LES SUBLUNAIRES une étrange aventure


Gothic divinité

On la croirait extraite de la Famille Adams. Pâle comme une morte, longs cheveux corbeau, vétue de noir, l'air hautain avec une nuance de sarcasme. Elle est assise sur un gros pouf rouge. Elle demande, ahurie :
-" Tu ne connais pas Gurjieff ?"
Je hoche la tête négativement, avec une moue dubitative. Cela la remplit de pitié. Jean-Michel prend le relai.
-" C'est un initié. Un grand initié."
Je hoche encore la tête, cette fois positivement et enfonce mon dos dans l'oreiller coincé sous la fenêtre ouverte. Un peu d'air frais me parvient. Je souffle :
-"Initié à quoi ?"
-" Ben à la vie, à comment fonctionne l'existence, aux divers plans spirituels. Mais peut-être que tu n'en vois pas toi, de plans spirituels?" clame Catherine. "Peut-être que tu es un sublunaire ?"
Le ronronnement de la circulation de la rue des Martyrs me parvient. Il fait vraiment chaud. Il est vrai que c'est normal pour un mois d'août. Sublunaire. Sub Lunaire. Sous-la-lune. Dans-la-lune. Hors-la-lune.
-" Sublunaire ? C'est quoi ?"
-" C'est un gros con." explique-t-elle. "Un gros con de sublunaire. Conduit par ses glandes. Un mort-vivant. Une sorte de cadavre qui nettoie sa voiture le dimanche matin avec une lustreuse Nenette et un jet d'eau. Un abruti qui fait ce que la publicité lui demande. Un con, quoi."
-" Nous, on a pas de voiture". Précise Jean-Michel. "Et on est végétariens".
Je ne me souviens pas de lui. Il dit qu'on était à l'école ensemble rue Damrémont, mais je ne me souviens pas de lui. Mais c'est vrai que nos pères étaient camarades à la cellule de la rue Duhesme. Il est bizarre avec ses histoires de sublunaire, ce fils de communiste.
Il a dans les trente ans, genre intello moyen, la raie au milieu, visage pâle, lui aussi. Je m'ennuie. C'est incroyable comme je m'ennuie. Mais tant pis. J'ai décidé de traverser ce mur. Bouli dit que si je m'ennuie, c'est que je ne sais pas regarder, ni entendre. Alors j'écoute. On verra bien.
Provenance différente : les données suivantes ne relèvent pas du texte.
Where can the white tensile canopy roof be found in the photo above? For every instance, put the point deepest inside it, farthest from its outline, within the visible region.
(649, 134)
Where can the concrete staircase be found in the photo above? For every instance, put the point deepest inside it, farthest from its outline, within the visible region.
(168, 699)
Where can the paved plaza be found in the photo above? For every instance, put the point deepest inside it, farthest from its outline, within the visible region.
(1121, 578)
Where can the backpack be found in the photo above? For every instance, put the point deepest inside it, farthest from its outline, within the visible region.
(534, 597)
-" C'est lui qui a écri : "rencontre avec des hommes remarquables". Bien sûr, tu ne l'as pas lu."
-" Non. Mais j'ai lu Balzac. Tu as lu Balzac?".
Catherine pouffe.
-" Ha,ça c'est du sublunaire. De la merde sublunaire. Shakespeare, à la limite, ça va. Pas trop con. Mais Maupassant et Balzac : de la merde."
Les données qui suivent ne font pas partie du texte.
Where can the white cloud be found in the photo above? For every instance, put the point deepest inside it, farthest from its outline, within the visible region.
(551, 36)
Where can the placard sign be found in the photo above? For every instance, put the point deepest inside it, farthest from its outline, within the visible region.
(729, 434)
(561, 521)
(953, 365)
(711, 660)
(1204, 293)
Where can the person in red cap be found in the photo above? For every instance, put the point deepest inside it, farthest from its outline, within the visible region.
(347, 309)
Mais qu'est-ce qu'elle entend par sublunaire ?
-" C'est quoi le principe du Sous-la-Lune ?" Je finis par demander. "Pourquoi pas le sub-Venus ? ou le Sub-martien ?"
Pour elle, c'est l'évidence.
-" Parce que c'est pas pareil. La vie organique est soumise à l'attraction Lunaire. Parce qu'elle a une orbite elliptique. C'est ça qui crée les rythmes. Et donc les corps. Tout ce qui est organique est sub-lunaire."
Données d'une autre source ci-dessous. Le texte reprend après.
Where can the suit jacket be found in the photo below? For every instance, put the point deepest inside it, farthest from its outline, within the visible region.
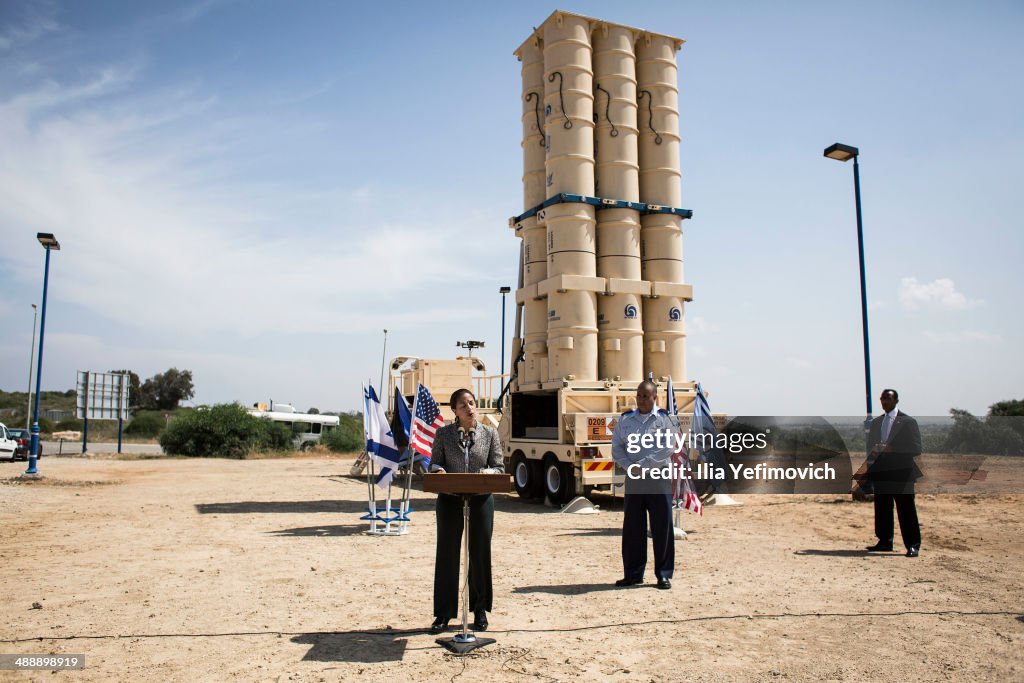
(895, 470)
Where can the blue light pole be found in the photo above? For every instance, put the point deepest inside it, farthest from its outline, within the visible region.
(49, 244)
(845, 153)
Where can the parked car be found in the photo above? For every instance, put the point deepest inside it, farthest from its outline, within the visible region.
(7, 444)
(24, 439)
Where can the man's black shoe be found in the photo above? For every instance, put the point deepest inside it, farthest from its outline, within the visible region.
(479, 621)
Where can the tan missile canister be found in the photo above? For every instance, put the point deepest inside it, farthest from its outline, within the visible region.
(616, 154)
(534, 146)
(535, 308)
(659, 175)
(568, 104)
(662, 248)
(620, 336)
(571, 326)
(657, 96)
(617, 162)
(665, 333)
(602, 296)
(571, 239)
(535, 364)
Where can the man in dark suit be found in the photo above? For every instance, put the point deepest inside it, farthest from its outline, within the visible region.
(894, 441)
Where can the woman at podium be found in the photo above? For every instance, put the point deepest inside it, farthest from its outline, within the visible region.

-" Rien à voir avec l'esprit", renchérit Jean-Michel avec force.

Quelle heure il est ? Je regarde ma montre. Trois heures. C'est chiant, comme conversation. Mais de toutes manières, le dimanche c'est toujours chiant. Déjà tout petit je détestais le dimanche. Parce que t'as une barbotteuse propre, il ne faut toucher à rien. T'es là, assis, à subir les discours imbéciles des parents, et tu balances tes pieds sous la chaise. La preuve que rien n'a changé, je suis assis sur le plancher, adossé à la fenêtre, coincé entre une malle et le téléviseur, à chercher un peu d'air dans la fournaise.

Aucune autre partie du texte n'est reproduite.